Fintechs can change the world
Imagine if this payment system achieved mass adoption; entire industry sectors would be made obsolete (i.e. Visa, Mastercard, Western Union, Bank Transfer etc.). Businesses large and small around the world could benefit from instantaneous and cheap transfer of money directly between buyers and sellers, be it between corporations, or third world cottage industries selling their textiles to buyers around the world. A whole industry has emerged including crypto exchanges, wallet makers and blockchain logistics providers all over the world to fulfill this vision.
This is just one example. There are thousands of fintech companies each developing a new way of doing something faster, cheaper and more efficiently than it is done today. Ten years from now, we will hardly recognise the way we manage our finances today.
INITIUM: A bank for fintechs A new breed of bank, INITIUM Group, recognises the enormous opportunities in the fintech sector, especially those firms who are leveraging blockchain technology to reduce the cost of payments, exchange, trading, and remittance, as well as fintechs dealing in promising cryptocurrency services.

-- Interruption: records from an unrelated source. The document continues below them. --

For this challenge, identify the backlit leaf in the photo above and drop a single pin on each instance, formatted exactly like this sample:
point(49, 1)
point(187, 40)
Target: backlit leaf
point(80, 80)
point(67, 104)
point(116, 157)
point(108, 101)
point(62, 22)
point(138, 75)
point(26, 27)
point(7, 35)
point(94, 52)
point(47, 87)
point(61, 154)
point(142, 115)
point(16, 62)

Unlike traditional banks who often shun startups that have new, unproven business models, INITIUM will provide the services that budding fintechs need to run their business; corporate accounts, payment clearing, card issuing and acquiring and liquidity services. Advanced services include API integration into client platforms and crypto services such as conversion of crypto into fiat and fiat pay-out to their customers.
With seasoned banking CEO Daniel Spier at its helm, INITIUM is building a bank built from the ground up with the innovative technology and automation required to quickly to meet the needs of pioneering firms in the fintech sector. With a focus on innovative startups, INITIUM will offer corporate banking services with multi-jurisdictional reach across five countries in Europe, the Middle East and Asia.